Why bayesim?¶

Probability distributions are nice¶

The output of a bayesim analysis is not just a set of values and uncertainties, but rather a full multidimensional probability distribution. The power of this comes when the regions of parameter space that have highest probability are not simple ellipsoidal blobs with axes along the parameter axes, but instead take on more complicated shapes that can reflect underlying tradeoffs between fitting parameters. For example, in our research group’s first published paper using Bayesian parameter estimation (which used a much earlier precursor of the code that was eventually developed into bayesim), we found that of the four parameters we fit, two were constrained quite well, while two others didn’t seem to be on an individual basis:

Figure 3 from this paper. The \(\Delta E_c\) and \(S_\text{eff}\) parameters are constrained well, while \(\mu\) and \(\tau\) exhibit a much larger spread in their individual distributions (red and yellow histograms).

However, when we look at the two-parameter marginalization of the final posterior distribution (second plot from the right on the bottom row), we see that while the values of \(\mu\) and \(\tau\) may not have been individually well-constrained, their product was pinned quite well. As it happens, this product is related to a quantity known as the electron diffusion length, and under the conditions we measured the solar cell, other effects that \(\mu\) and \(\tau\) have on performance were small enough that they couldn’t be decoupled from each other.

This type of insight could not be gleaned from a more traditional parameter fitting approach such as a least-squares regression and requires the ability to see the probability distribution over parameters.

Simulations are expensive¶

A very common approach to multidimensional Bayesian parameter estimation involves Monte Carlo (MC) sampling rather than sampling on a grid as we do here.
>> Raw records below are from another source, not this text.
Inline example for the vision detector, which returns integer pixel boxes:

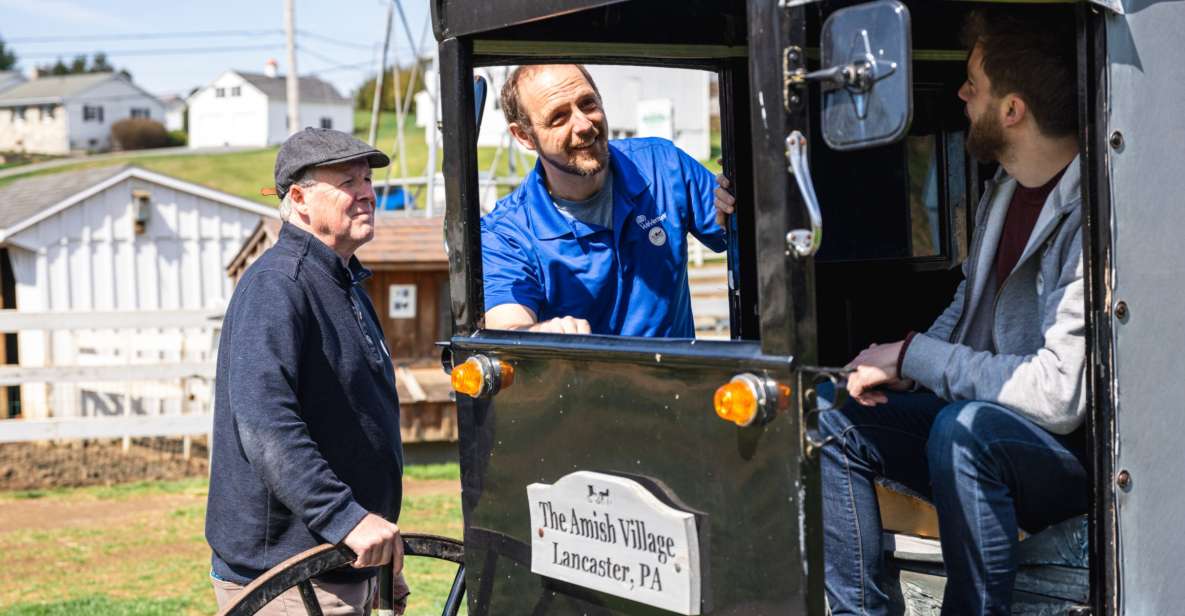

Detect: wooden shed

[226,213,456,443]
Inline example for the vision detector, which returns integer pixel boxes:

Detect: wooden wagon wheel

[218,533,465,616]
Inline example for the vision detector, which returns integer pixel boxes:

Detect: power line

[296,45,346,66]
[20,43,283,59]
[305,62,374,76]
[5,28,284,44]
[296,28,373,51]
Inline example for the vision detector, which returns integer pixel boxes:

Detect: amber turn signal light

[449,355,514,398]
[712,380,757,426]
[451,358,486,398]
[712,373,789,428]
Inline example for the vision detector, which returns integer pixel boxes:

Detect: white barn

[0,72,165,154]
[186,66,354,148]
[0,166,276,418]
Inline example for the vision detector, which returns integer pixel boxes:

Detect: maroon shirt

[897,168,1065,377]
[995,169,1065,290]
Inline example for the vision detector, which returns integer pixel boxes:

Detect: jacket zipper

[992,213,1065,353]
[947,179,1000,344]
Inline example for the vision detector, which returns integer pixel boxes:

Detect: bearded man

[481,65,725,338]
[722,12,1088,616]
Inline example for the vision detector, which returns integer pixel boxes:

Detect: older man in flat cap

[206,128,405,615]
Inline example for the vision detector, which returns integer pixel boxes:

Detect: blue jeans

[819,391,1088,616]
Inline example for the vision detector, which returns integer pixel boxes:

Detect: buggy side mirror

[782,0,914,258]
[782,0,914,150]
[815,0,914,150]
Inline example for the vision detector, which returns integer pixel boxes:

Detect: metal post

[284,0,300,135]
[366,4,399,146]
[424,54,438,218]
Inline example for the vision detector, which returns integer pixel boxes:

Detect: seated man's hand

[341,513,403,572]
[486,303,591,334]
[715,173,737,226]
[527,316,591,334]
[845,341,910,406]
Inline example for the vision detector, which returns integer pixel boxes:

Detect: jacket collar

[1017,156,1082,265]
[276,223,371,288]
[521,142,649,239]
[967,152,1082,304]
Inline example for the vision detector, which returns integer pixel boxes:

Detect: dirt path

[0,494,206,533]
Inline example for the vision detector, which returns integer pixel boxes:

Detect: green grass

[0,110,719,205]
[403,462,461,481]
[0,477,206,502]
[0,463,462,616]
[2,596,194,616]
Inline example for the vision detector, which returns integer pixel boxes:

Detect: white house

[160,95,186,130]
[0,166,276,418]
[0,72,165,154]
[416,64,712,160]
[187,64,354,148]
[0,71,25,92]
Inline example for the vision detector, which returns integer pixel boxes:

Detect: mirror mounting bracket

[782,39,897,120]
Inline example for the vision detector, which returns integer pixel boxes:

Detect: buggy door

[434,1,822,615]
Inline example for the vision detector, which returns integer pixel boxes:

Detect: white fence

[0,310,222,451]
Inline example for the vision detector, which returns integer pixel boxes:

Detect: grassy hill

[0,111,528,205]
[0,111,719,205]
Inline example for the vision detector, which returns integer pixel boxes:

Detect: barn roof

[0,165,129,230]
[0,165,276,243]
[235,71,351,104]
[358,213,448,269]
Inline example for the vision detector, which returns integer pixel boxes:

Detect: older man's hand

[341,513,403,572]
[715,173,737,226]
[845,340,910,406]
[529,316,593,334]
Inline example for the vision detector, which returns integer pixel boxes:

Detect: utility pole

[284,0,300,135]
[366,2,393,146]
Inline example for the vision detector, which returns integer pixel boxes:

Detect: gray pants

[210,577,378,616]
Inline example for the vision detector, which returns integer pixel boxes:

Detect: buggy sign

[526,470,700,615]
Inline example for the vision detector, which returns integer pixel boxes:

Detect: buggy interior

[459,0,1089,607]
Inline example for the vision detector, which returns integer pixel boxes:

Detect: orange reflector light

[712,379,757,426]
[450,358,486,398]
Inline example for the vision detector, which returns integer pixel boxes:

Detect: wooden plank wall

[0,248,7,419]
[366,271,448,364]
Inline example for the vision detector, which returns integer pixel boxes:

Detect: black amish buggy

[215,0,1185,615]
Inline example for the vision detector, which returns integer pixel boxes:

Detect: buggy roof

[431,0,1123,45]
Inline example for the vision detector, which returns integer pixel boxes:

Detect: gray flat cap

[276,127,391,199]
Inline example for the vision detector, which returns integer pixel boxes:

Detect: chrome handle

[786,130,822,258]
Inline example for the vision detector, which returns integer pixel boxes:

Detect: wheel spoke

[296,579,325,616]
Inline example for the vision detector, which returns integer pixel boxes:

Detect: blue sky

[0,0,435,96]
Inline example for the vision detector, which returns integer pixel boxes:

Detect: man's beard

[967,102,1007,162]
[531,127,609,178]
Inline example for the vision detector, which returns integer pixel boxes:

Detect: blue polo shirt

[481,137,725,338]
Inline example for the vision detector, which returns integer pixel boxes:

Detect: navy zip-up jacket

[206,224,403,584]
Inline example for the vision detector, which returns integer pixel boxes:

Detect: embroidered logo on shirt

[634,212,666,246]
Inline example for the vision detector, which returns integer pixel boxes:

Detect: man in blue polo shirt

[481,65,725,338]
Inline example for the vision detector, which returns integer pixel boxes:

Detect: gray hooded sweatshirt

[901,159,1087,435]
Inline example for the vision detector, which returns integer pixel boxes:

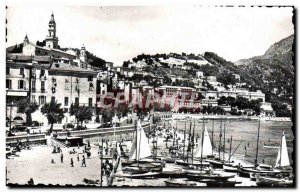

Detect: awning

In general, such approaches scale very well to larger numbers of dimensions and hence may have great appeal (“larger numbers” is problem dependent but for “typical” problems if you have more than 10 parameters to estimate, an MC approach is preferable). Bayesim uses adaptive grid sampling, which has two major benefits over MC sampling for relatively low-dimensional problems:

1. It can be significantly less computationally expensive (from a more formal numerical perspective, it avoids the generally large prefactor in cost estimates for MC sampling, which can overwhelm the dimensional savings when the dimensionality is small) and
2. There is significantly less uncertainty that all regions of non-negligible probability are quickly detected, since the coarsest iteration tends to identify all “hotspots” immediately, provided the model uncertainty associated with the sampling density is incorporated.
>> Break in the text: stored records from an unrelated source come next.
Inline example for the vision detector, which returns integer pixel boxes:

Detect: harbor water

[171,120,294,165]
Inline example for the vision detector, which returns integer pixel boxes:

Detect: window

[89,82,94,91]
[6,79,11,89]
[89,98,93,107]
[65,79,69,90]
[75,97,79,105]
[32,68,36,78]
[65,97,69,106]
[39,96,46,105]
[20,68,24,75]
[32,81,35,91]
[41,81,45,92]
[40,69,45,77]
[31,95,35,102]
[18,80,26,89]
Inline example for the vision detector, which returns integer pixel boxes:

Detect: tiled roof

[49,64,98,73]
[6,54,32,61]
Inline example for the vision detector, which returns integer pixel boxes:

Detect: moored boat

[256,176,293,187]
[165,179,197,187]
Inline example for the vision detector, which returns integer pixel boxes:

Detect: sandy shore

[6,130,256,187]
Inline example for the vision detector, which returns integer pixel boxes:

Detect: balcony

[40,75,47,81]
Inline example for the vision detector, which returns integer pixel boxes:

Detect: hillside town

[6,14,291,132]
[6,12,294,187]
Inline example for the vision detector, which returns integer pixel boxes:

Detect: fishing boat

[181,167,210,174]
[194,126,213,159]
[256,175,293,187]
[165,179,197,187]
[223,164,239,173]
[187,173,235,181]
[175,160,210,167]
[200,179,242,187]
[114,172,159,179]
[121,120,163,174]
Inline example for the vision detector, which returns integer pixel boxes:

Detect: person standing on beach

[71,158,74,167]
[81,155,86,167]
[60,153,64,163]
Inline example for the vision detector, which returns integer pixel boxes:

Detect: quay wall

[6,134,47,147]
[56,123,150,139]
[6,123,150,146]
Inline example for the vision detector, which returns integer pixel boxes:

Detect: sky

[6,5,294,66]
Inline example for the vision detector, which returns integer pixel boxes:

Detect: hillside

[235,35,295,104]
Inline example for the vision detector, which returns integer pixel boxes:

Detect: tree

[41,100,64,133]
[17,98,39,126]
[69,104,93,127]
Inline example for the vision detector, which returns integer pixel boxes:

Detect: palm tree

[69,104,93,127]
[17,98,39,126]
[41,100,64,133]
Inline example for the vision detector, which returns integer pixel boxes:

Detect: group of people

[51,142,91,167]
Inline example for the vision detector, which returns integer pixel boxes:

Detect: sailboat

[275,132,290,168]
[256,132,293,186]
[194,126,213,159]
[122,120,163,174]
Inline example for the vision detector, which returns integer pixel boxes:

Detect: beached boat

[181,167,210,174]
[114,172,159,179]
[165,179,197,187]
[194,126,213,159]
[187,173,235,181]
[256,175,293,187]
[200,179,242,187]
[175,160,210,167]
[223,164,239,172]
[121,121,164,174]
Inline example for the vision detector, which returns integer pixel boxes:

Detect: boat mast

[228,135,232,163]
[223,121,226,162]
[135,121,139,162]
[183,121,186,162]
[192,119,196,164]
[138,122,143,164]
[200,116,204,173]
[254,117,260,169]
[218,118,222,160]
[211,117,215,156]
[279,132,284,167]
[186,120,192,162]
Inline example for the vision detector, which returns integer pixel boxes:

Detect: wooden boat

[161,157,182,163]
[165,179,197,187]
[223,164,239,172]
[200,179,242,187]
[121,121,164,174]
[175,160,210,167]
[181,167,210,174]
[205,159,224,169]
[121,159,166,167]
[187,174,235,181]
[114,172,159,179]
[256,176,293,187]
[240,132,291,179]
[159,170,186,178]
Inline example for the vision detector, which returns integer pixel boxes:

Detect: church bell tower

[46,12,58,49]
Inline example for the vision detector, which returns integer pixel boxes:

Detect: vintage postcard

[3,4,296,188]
The take-home message here is that bayesim’s approach shines in situations where the computational effort required to evaluate the likelihood is large, as when the data models are sophisticated numerical solvers, and the number of fitting parameters is (relatively) small.
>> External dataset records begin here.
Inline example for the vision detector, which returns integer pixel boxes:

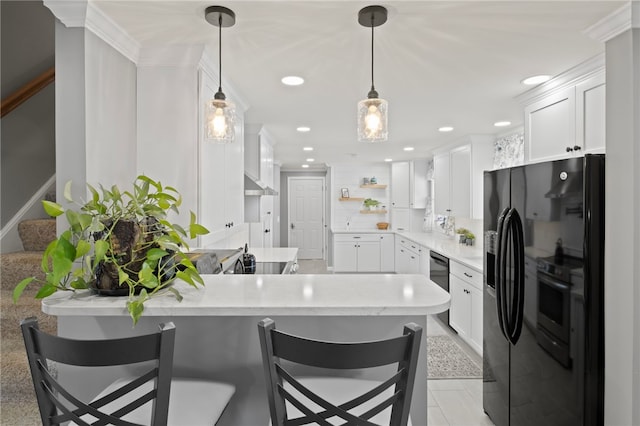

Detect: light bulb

[211,108,227,138]
[365,105,380,133]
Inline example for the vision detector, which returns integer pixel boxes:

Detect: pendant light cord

[371,14,375,90]
[218,13,222,92]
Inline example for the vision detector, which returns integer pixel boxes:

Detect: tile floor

[298,260,493,426]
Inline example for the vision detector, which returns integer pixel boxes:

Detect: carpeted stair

[0,219,57,425]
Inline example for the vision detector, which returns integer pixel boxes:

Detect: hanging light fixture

[204,6,236,143]
[358,6,388,142]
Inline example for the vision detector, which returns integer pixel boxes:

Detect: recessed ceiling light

[522,75,551,86]
[493,121,511,127]
[280,75,304,86]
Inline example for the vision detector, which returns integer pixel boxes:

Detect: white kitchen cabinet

Many of the Examples we show here involve analytical models, however. This is done only to create examples that are tractable to run in a few seconds on a typical personal computer. In reality, while bayesim certainly works with these models, it is unlikely to be the most efficient approach to fitting their parameters. In addition, with an analytical model, tradeoffs such as the one between \(\mu\) and \(\tau\) described above are generally already apparent from the mathematical form of the model and hence the final probability distribution isn’t necessarily required for such insights.